Mi ha colpito l’insistenza con cui i giornalisti, prima del referendum sull’uscita o la permanenza della Gran Bretagna nell’Unione europea, omaggiavano la chiarezza del quesito inglese. Veniva fatta vedere una scheda elettorale con una domanda che pareva ben definita: uscire o rimanere. Questo in contrapposizione ideale con i referendum italiani in cui si legge: “Volete voi abrogare la legge…. al comma… etc etc”. Non voglio difendere le astruse formule cavillose italiane, ma sottolineare come la chiarezza inglese fosse solo apparente.

Il rimanere in Europa era chiaro e codificato in quanto si sapeva con quali regole e quali trattati internazionali si sarebbe proseguito, ma l’uscire era oltremodo ambiguo. Ognuno poteva immaginare, ed effettivamente ha immaginato, una sua specifica modalità di uscita. Chi voleva uscire per l’immigrazione, chi dalle regole sull’agricoltura, chi dalla finanza e chi dal parlamento. Fra gli elettori del Leave c’erano e rimangono divergenze molto profonde anche perché l’opzione sull’uscita, ancora ora, appare molto nebulosa. Chi la gestirà? Quali accordi si potranno fare con l’Ue? Si potrà scegliere ciò che conviene e lasciare quello che non aggrada? Oppure, come succede in ogni trattativa , su parecchi argomenti si dovrà cedere? A questo punto, ultimato il lungo negoziato che fra un rinvio e l’altro durerà almeno uno o due anni, sarà facile che qualcuno si levi a richiedere un nuovo referendum su questa nuova formulazione degli accordi.
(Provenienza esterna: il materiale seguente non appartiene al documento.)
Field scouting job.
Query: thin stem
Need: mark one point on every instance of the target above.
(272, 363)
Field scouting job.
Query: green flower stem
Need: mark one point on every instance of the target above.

Anche nel referendum costituzionale italiano, che si terrà in autunno, appaiono delle forti ambiguità. Se vinceranno i sì ad esempio verrà riformulata e in che modo la legge elettorale? Se viceversa vinceranno i no si rimarrà con un bicameralismo paritario? Con lo stesso numero di parlamentari? Con il Consiglio nazionale dell’Economia e del lavoro (Cnel) operativo?

C’è da scommettere che i diversi fronti elettorali cercheranno di mescolare le carte dicendo in tutte le salse: “Certamente dopo il referendum faremo questo o faremo quello”. Per attrarre gli elettori entrambi gli schieramenti affermeranno che, finito il referendum, sono pronti a modificare il bicameralismo, le leggi elettorali o le provincie.

Il comitato per il Sì dovrebbe spiegare prima del referendum quali modifiche verranno o non apportate alla legge elettorale mentre quello del No dovrebbe avere la capacità di formulare una proposta di riforma istituzionale che venga accettata da tutto il comitato. Sono convinto che non lo faranno sia perché non sono affatto in accordo al loro interno sia per lasciare ambiguità e permettere che si voti ognuno propugnando una diversa soluzione futura.

Si tratta a mio avviso di un imbroglio psicologico in quanto sono trent’anni che le forze politiche continuano con questa litania di promesse mirabolanti per il futuro per non decidere nel presente.

Invece di schierarci acriticamente dovremmo tutti chiedere chiarezza ai comitati per il Sì e per il No.